Performance Compensation

  • Non-employee directors at Corteva do not receive performance-based equity (e.g., PSUs tied to metrics) or options as part of standard director compensation; equity is provided as RSUs with time-based vesting.

Other Directorships & Interlocks

  • Current public company boards: Eaton (Lead Independent Director, director since 2003); Deere (since 2013); 3M (since 2016).
  • Compensation peer group overlap: Corteva’s executive compensation peer group includes Deere & Company and 3M Company, creating informational interlocks. The People & Compensation Committee retains independent consultant Frederic W. Cook & Co. (“Cook”) and controls peer benchmarking.

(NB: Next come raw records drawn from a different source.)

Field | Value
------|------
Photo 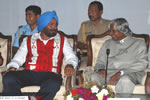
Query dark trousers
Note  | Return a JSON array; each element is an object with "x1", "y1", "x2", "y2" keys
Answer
[{"x1": 3, "y1": 70, "x2": 62, "y2": 100}]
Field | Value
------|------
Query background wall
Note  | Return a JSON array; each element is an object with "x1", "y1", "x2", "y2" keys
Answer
[
  {"x1": 0, "y1": 0, "x2": 150, "y2": 65},
  {"x1": 0, "y1": 0, "x2": 150, "y2": 36}
]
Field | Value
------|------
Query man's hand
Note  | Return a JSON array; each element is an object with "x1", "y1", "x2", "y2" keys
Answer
[
  {"x1": 108, "y1": 72, "x2": 121, "y2": 85},
  {"x1": 64, "y1": 64, "x2": 75, "y2": 77},
  {"x1": 97, "y1": 69, "x2": 106, "y2": 78},
  {"x1": 77, "y1": 41, "x2": 87, "y2": 50},
  {"x1": 2, "y1": 67, "x2": 17, "y2": 76}
]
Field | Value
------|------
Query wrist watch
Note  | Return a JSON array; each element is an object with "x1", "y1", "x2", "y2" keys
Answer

Page is not on the People & Compensation Committee.

Expertise & Qualifications

  • Skills include: global agriculture leadership; commodity markets; financial systems; succession management; strategic oversight; governance.
  • Audit committee financial expertise designation under SEC rules.

Equity Ownership

HolderCurrent Shares Beneficially OwnedRights to Acquire (by May 4, 2025)Total% Outstanding
Gregory R. Page10,542 0 10,542 <1%
  • Ownership guidelines: Non-employee directors must hold equity equal to 5x their annual cash retainer within five years; must hold all equity compensation until meeting guidelines. As of Dec 31, 2024, directors were in compliance or anticipated to reach guidelines within the timeframe. Hedging and pledging of Corteva securities by executives and directors is prohibited. Deferred compensation is available (fees may be deferred into cash or stock units; dividend equivalents accrue on stock units).

Shareholder Voting Signals

  • 2025 Director election outcome (Apr 30, 2025 Annual Meeting): Gregory R. Page received 531,924,701 For; 19,676,666 Against; 1,546,069 Abstain; 55,142,670 broker non-votes.
  • Say-on-pay results: Approximately 95% support in prior year (2024), indicating strong investor endorsement of compensation governance; 2025 advisory vote results: 488,400,627 For; 62,848,809 Against; 1,898,000 Abstain; 55,142,670 broker non-votes.

Governance Assessment

  • Strengths

    • Independent Chair with deep agriculture and global operating expertise; serves on Audit and Governance & Compliance committees and is designated an audit committee financial expert.
    • Strong attendance culture (Board and committees) and structured executive sessions led by the Chair.
    • Clear director compensation framework targeted to peer median; meaningful equity retainer and strict ownership/holding requirements; prohibition on hedging/pledging supports alignment.
    • Robust related-person transaction policy and independent compensation advisor oversight; high say-on-pay support reinforces investor confidence in governance.
  • Watch items / potential conflicts

    • Multiple outside public boards (three) raise time-commitment considerations; however, Board policy limits and reported strong aggregate attendance mitigate risk.
    • Interlocks via service on boards of companies included in Corteva’s compensation peer group (Deere, 3M). While Page is not on the People & Compensation Committee, ongoing transparency and independent consultant usage are important safeguards.
  • Overall: Page’s independent chairmanship, financial expertise, and sector depth are governance positives. Equity holding requirements and anti-hedging/pledging policies enhance alignment. Shareholder support levels and attendance bolster confidence, while outside board load and peer-group interlocks warrant continued monitoring.